La RDC a fait sensation avec le lancement du Couloir vert Kivu-Kinshasa, l’aire protégée la plus vaste au monde (540 000 km²), un exploit qui atteint l’ambitieux Objectif 30×30. L’initiative est un pari économique colossal pour mobiliser au moins 1 milliard de dollars par année via crédits carbone et bailleurs pour améliorer les conditions de vies des communautés locales et des peuples autochtones. En couvrant 67 % des tourbières congolaises, vitales pour le climat, la RDC passe d’un statut de réserve écologique à celui de Fonds National pour la Biodiversité (FNB). Le succès de ce projet repose sur la preuve que cette manne financière, reconnue par Pr. Simon Lewis comme « extrêmement ambitieuse », pourra financer le développement durable tout en assurant une protection intransigeante de son patrimoine vert.
Le Couloir vert Kivu-Kinshasa est bien plus qu’une mesure de conservation. C’est un mécanisme économique destiné à faire de la nature une richesse pérenne. En s’engageant à mobiliser 1 milliard de dollars par an, la RDC positionne sa forêt comme un actif mondial indispensable, un pays-solution.

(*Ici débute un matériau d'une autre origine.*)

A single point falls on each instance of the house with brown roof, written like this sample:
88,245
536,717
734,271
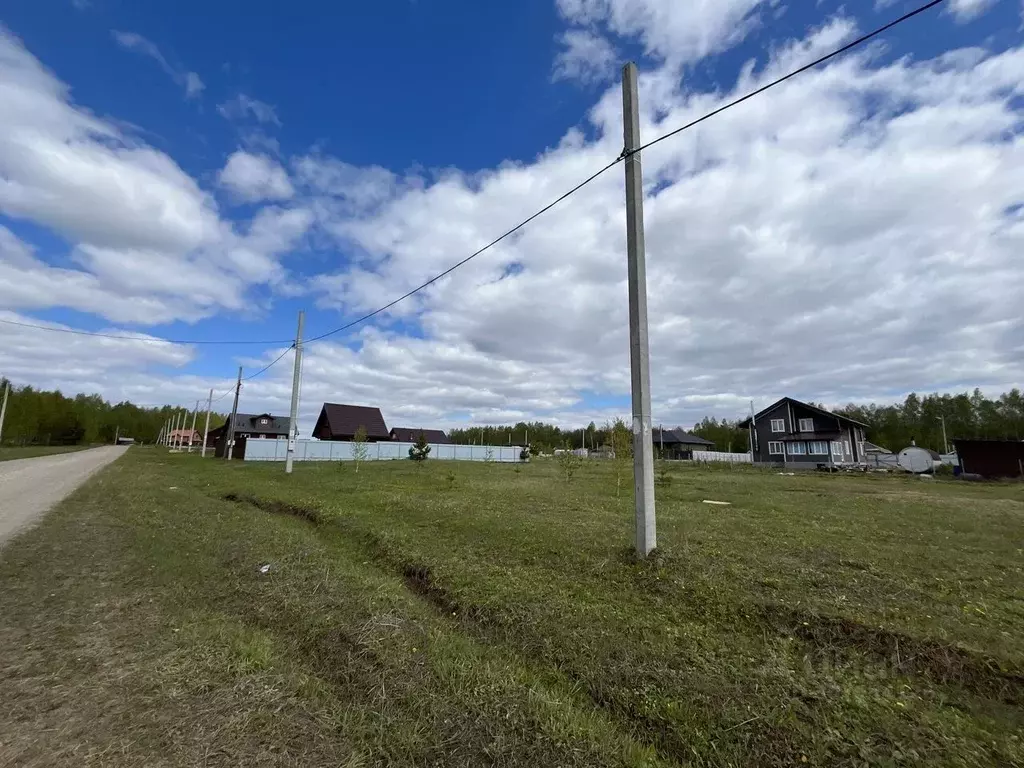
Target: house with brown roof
411,434
340,422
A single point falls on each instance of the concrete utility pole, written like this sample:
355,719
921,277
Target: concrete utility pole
229,437
643,449
206,429
190,433
3,409
754,427
178,437
293,431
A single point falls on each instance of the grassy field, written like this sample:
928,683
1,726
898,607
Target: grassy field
477,614
8,453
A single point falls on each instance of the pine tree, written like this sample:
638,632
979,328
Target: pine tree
420,450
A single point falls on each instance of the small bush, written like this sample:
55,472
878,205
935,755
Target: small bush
420,450
568,463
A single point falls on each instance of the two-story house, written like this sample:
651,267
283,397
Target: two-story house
791,432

Ce financement est essentiel pour lier développement économique local et conservation à grande échelle. La Ministre de l’Environnement a clairement indiqué que le projet vise premièrement pour améliorer les conditions de vies des communautés locales. L’espoir, salué par Joe Eisen, est de voir le modèle des concessions communautaires se répliquer.
Cependant, la pression du financement est le point sensible. La RDC doit s’assurer que l’afflux d’argent (crédits carbone, philanthropes, etc.) ne crée pas de nouvelles convoitises ou ne devienne pas une source de corruption. La préservation durable des 540 000 km² dépendra de la transparence avec laquelle cet énorme budget sera géré pour le bénéfice réel des communautés, évitant ainsi que le « Corridor Vert » ne se transforme en simple ligne comptable.